Bulger begins his climb into the criminal world with racketing, etc., and eventually gains prominence through guile and street smarts. Murder is just eliminating the competition, and he ends up with two people to do it, Stephen Flemmi (Rory Cochrane from “CSI; Miami”) and Johnny Martorano (W. Earl Brown from “Deadwood.”) It doesn't matter what time of day it is, or who else is there, they get the job done. There is also a younger person, a thug-in-training, Kevin Weeks (Jesse Plemons from “Breaking Bad”) who looks like a beat-up Matt Damon. Jesse likes to punch people and his nose tells a story, too. People are frightened to talk, which is beginning to sound like 2015. A study in terror control. Edgerton is assigned to get Bulger, and he and Whitey figure out a way to get information to the Feds (which made Whitey an informant) and still allow Bulger to keep his crime syndicate. This goes on for years until new people come on the job and suddenly, true crime-fighters are back in business.

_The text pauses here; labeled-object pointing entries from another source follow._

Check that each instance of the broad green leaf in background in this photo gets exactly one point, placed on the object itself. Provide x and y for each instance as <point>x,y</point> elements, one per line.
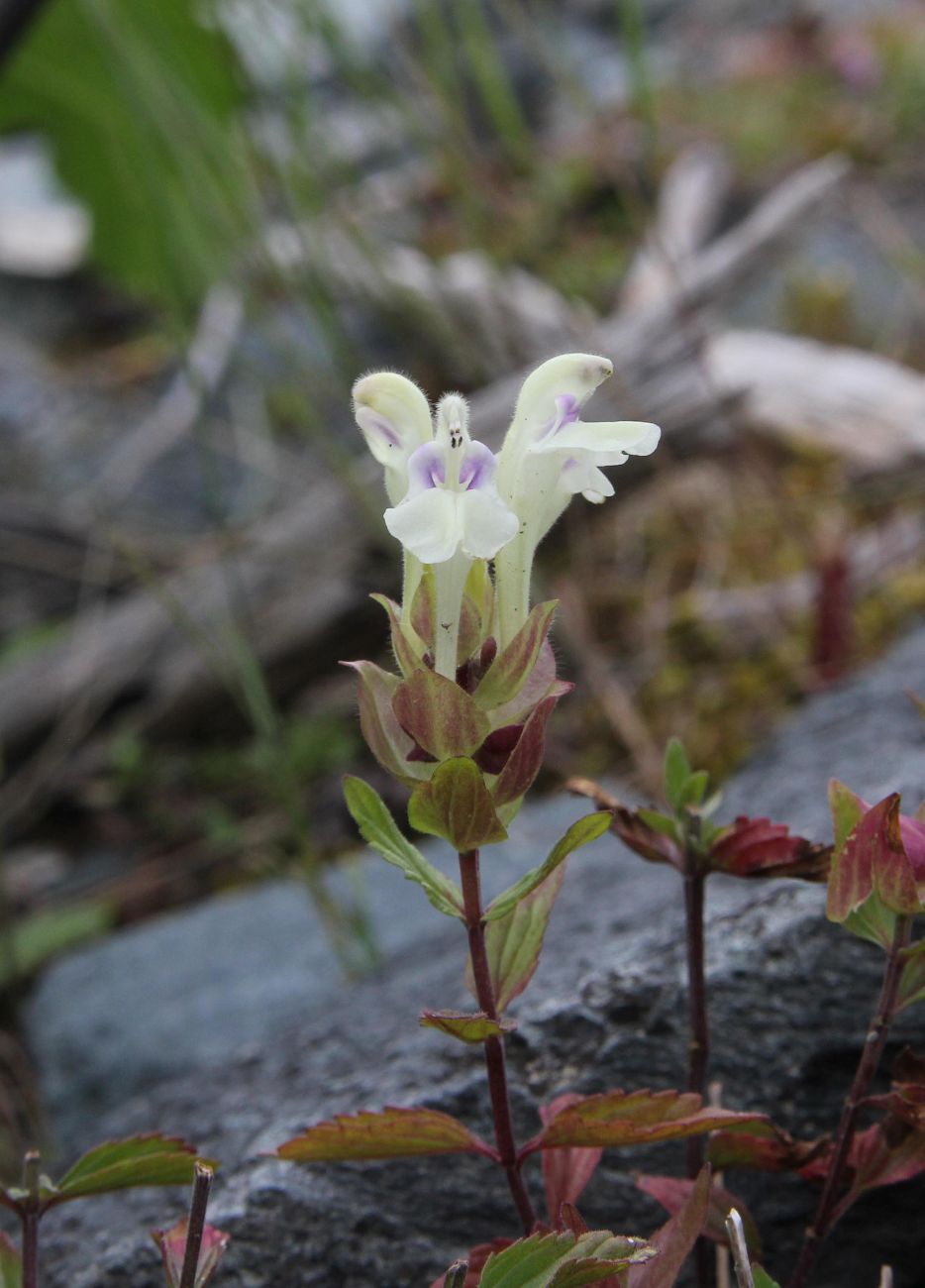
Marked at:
<point>564,1260</point>
<point>140,103</point>
<point>585,829</point>
<point>121,1164</point>
<point>390,1133</point>
<point>380,831</point>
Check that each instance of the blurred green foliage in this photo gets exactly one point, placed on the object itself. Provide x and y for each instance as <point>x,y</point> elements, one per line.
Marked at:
<point>141,102</point>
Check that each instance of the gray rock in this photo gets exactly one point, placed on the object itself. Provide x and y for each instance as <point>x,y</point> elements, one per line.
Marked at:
<point>790,999</point>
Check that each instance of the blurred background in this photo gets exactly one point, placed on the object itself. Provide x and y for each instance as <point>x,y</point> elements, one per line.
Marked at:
<point>215,214</point>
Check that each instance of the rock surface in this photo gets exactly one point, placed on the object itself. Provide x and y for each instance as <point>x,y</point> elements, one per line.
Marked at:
<point>607,1009</point>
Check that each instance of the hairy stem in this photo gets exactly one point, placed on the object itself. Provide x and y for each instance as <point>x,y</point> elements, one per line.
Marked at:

There are plenty of murders in this film and one or two favorite burial spots. No one is safe if Bulger thinks they will pass information on about him. He cares about family, especially his mother, who would have to be the safest person in Boston at that time. Another safe one is Whitey’s brother, Billy, (William Bulger) who was a state representative for many years, saying he knew nothing of his brother’s work, and saying it and saying it.
Depp’s appearance seems pronounced, along with Edgerton's. This is a cast of people portraying characters who did not show off. They couldn't afford it, because then someone would take notice. Depp gives us the criminal with a temper-flare of five seconds and the viciousness of a cobra. His two killer friends, Flemmi (Rory Cochrane) and Mantorano (W. Earl Brown) are slightly different, more of the “hit man” mode in which a job is a job. Cochrane nearly steals his scenes, with deep, soulful eyes that seem to say, “I don't want to do it, but I will.”
As far as the ladies, Dakota Johnson (“Shades of Grey”) is Bulger’s girlfriend, Lindsey Cyr and mother of his child. She has a few scenes in the film, as with Julianne Nicholson as Marianne Connolly (Edgerton’s wife) and Juno Temple (Deborah) who is one of Flemmi’s girlfriends. They are there, and then the story moves on.
As a study in crime, “Black Mass” shows us a criminal on the rise, who is clever and has just the right combination of law enforcement to keep him out of jail. Surrounded by killers, Flemmi and Martorano, agent Connolly and a brother in the senate, Bulger had it made for years. And then the black mass of retribution came calling.